None of us are able to achieve success without some help along the way. Is there a particular person who you are grateful towards who helped get you to where you are? Can you share a story about that?
“In 2001, I turned to my parents and said, ‘I want to go to college in Philadelphia; Temple University to be exact.’ In 2006, while walking down campus, I called home to say, ‘Mom, Dad. . . I got a senior internship in New York!’ In 2012, I sent them a text from my corporate blackberry that said, ‘I’ve just been promoted to Director!’ In 2015, while home on the couch for holiday break, I looked at them and said, ‘I can’t do this anymore. . .’ and in 2017, I said, ‘I’m packing up my life and apartment, moving things home and starting my own business.’ With every share, with every declaration, with every move. . . I was met with the same, supportive response: ‘Ok!’ My parents have given countless levels and types of support over the years. But remarkably, the one that continues to humble and impress upon me every day, is their ability to embrace my unconventional journey with the utmost grace, acceptance and no-questions-asked. Not a day goes by where I don’t count this blessing (twice).”
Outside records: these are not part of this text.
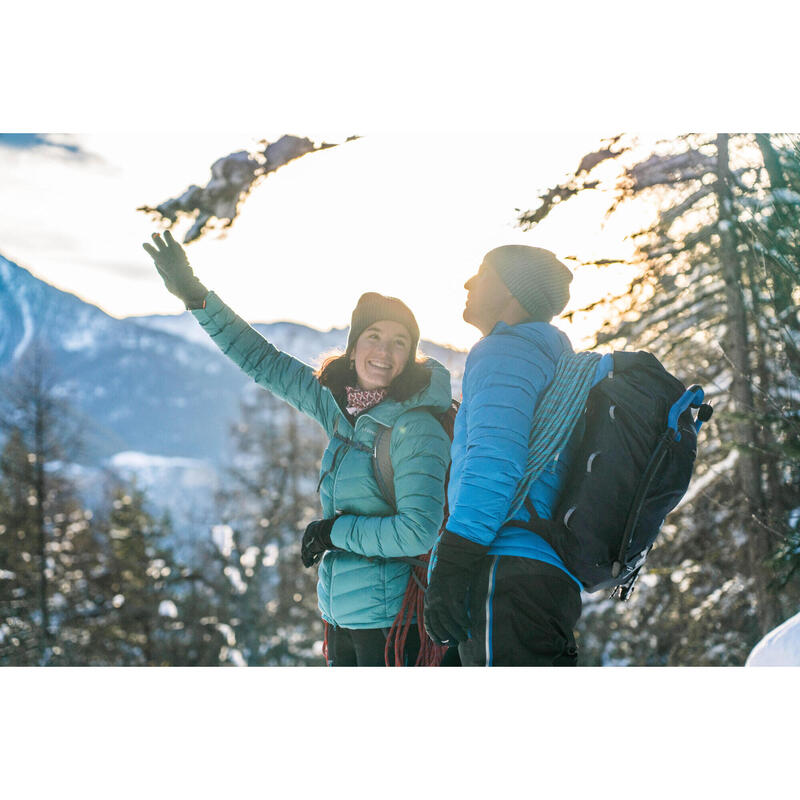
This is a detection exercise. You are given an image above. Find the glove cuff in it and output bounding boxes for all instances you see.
[315,519,336,550]
[436,530,489,569]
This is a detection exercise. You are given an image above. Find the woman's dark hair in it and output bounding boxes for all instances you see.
[314,353,432,403]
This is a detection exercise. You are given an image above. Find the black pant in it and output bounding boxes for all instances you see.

What are your “5 Things I Wish Someone Told Me Before I Started” and why? 

“1) Find a mentor. Get coaching, join masterminds, and invest in a mentor who is several steps ahead of you, and where you want to be.
Much of the time you won’t just have the extra cash laying around to pay for it. The question becomes: HOW RESOURCEFUL ARE YOU?
Sell stuff, borrow, take out credit, cut the clothes or travel or coffee budget for a year (totally possible when you’re committed), get a side hustle—figure it out and get out of your own money story as to why you can’t ‘afford’ it. It’s just FEAR. Besides, any investment you make requires showing up and making it worth it so you create the ROI. This is YOUR responsibility, not the mentor’s.”

“2) Solve bigger, more sophisticated problems that your dream client has, and solve them in groups as opposed to 1:1 (if this works for your unique business), so you can make more money and have a bigger impact. You don’t need to ‘wait’ to have a New York Times Best Seller, a perfectly built-out website or branding or business cards BEFORE you can start working with clients and having an impact.”

“3) GET YOURSELF IN THE ROOM. Go to events where you can be mentored by and in the energy of those who are miles ahead of you and have done what you want to achieve (more of #1 because it is EVERYTHING).”

“4) Find the most successful person who shares your morals and ethics, and offer value so they agree to take you on as an apprentice, and never, ever let them down.”

“5) The right ENERGY + MINDSET + ACTION = RESULTS. A combination of the 3, tended to daily, will get you where you want to be.”

Thank you Stephanie for taking the time to share with me. I truly enjoyed photographing you!